Não vamos dizer que não queríamos ir à Ilha de Kiribati
na Micronésia, que é o primeiro país do mundo a mudar
de ano, na ilha de Kiritimati, devido ao fuso horário, pois
Kiribati é o país mais adiantado em questão de horário e,
como consequência das mudanças climáticas em curso
no planeta, especula-se que a existência do país esteja
ameaçada, estando as ilhas de Kiribati condenadas a
desaparecer.
Porque o texto já vai longo, não vamos dizer que não
queríamos ir até à Patagónia, onde existe uma grande
concentração de “pinguins”, pois na verdade o
queríamos era que todos chegassem a um acordo, não
houvesse greves, não houvesse atrasos, era podermos
adquirir dois bilhetes normais, numa data normal, num
dos aviões que descolam de New Jersey, atravessam o
Atlântico, aterrando pela madrugada nesse País distante,
na Península Ibérica, era ir ver as nossas raízes, ir
cumprir uma “promessa” da esposa e companheira,
conhecer pessoalmente alguns companheiros
combatentes que já considero a minha segunda família,
ver aquela mulher descendo a montanha, a caminho da
sua aldeia rural, com uns restos da planta de milho às
costas, desviando-se dos arbustos que lhe tocam
constantemente nas pernas, ferindo-a, mas não se
queixa, vem descalça, não usa, ou talvez nunca usou
sapatos e, quando lhe falam, podemos capturar na sua
face um sorriso inocente de bondade, fazendo com que
nós, a viver por aqui, viajantes do mundo, nos sintamos
portugueses, mas a viver e a adquirir os costumes duma
terra estrangeira.
Seja qual for a razão, estas são as histórias que
transformam o emigrante, viajante do mundo, não
importando os anos de ausência do seu País, nunca
perdeu as suas raízes, sendo talvez um verdadeiro
“Indiana Jones”.
Tony Borie,Maio de 2015
____________
Nota do editor
Último poste da série de 24 de maio de 2015 > Guiné 63/74 - P14655: Libertando-me (Tony Borié) (18): Os carapaus em molho de escabeche da Ti'Glória
Blogue coletivo, criado por Luís Graça.

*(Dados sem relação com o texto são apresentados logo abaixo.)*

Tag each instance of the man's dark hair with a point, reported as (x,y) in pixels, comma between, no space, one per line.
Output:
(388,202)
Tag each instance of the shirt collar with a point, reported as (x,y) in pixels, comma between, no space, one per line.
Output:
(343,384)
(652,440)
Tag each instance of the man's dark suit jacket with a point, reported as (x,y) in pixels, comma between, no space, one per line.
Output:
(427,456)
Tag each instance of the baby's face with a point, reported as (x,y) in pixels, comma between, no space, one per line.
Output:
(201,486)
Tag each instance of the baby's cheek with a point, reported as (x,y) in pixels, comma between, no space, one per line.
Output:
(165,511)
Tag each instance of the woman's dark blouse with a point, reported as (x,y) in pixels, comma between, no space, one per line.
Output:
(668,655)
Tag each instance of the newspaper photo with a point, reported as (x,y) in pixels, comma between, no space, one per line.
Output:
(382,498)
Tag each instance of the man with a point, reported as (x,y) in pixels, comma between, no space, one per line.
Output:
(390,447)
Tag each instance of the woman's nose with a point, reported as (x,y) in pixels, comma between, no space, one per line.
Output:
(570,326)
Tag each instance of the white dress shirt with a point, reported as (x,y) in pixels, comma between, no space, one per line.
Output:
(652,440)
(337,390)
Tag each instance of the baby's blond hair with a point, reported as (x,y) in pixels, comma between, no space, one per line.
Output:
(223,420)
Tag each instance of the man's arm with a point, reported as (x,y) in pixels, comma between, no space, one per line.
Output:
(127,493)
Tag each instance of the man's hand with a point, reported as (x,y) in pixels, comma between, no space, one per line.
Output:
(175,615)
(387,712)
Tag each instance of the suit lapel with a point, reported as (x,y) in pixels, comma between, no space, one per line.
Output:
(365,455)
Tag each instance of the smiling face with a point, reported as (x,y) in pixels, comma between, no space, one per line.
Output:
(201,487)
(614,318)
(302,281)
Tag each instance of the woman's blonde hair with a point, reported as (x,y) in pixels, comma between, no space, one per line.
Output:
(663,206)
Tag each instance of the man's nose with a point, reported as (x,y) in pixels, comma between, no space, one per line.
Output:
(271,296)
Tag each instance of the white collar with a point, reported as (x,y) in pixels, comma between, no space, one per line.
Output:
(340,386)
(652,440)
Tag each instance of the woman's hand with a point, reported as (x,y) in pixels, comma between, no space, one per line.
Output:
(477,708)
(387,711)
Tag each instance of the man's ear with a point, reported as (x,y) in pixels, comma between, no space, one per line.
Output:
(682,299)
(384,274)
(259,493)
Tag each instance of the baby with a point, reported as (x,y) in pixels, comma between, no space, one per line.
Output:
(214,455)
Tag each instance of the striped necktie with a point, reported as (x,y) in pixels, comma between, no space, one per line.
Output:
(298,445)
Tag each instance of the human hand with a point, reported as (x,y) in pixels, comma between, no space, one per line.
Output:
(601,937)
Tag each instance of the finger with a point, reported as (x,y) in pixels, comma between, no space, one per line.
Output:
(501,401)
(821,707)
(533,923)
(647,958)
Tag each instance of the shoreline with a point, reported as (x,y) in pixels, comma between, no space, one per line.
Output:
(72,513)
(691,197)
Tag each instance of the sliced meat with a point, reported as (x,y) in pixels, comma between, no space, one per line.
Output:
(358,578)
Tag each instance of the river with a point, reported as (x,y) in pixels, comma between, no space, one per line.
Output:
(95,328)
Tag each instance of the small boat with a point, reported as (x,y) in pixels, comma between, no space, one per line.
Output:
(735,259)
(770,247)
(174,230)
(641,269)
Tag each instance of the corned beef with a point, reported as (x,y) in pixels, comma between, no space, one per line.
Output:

Objetivo: ajudar os antigos combatentes a reconstituir o "puzzle" da memória da guerra colonial/guerra do ultramar (e da Guiné, em particular). Iniciado em 2004, é a maior rede social na Net, em português, centrada na experiência pessoal de uma guerra. Como camaradas que são, tratam-se por tu, e gostam de dizer: "O Mundo é Pequeno e a nossa Tabanca... é Grande". Coeditores: C. Vinhal, E. Magalhães Ribeiro, V. Briote, J. Araújo.
Subscrever:
Enviar feedback (Atom)
2 comentários:
Nitidamente Tony, és um verdadeiro compatriota descendente de um Bartolomeu Dias, de um Pedro Álvares Cabral e como dizem que Colombo é de Cuba do Alentejo, terás o ADN desta gente toda.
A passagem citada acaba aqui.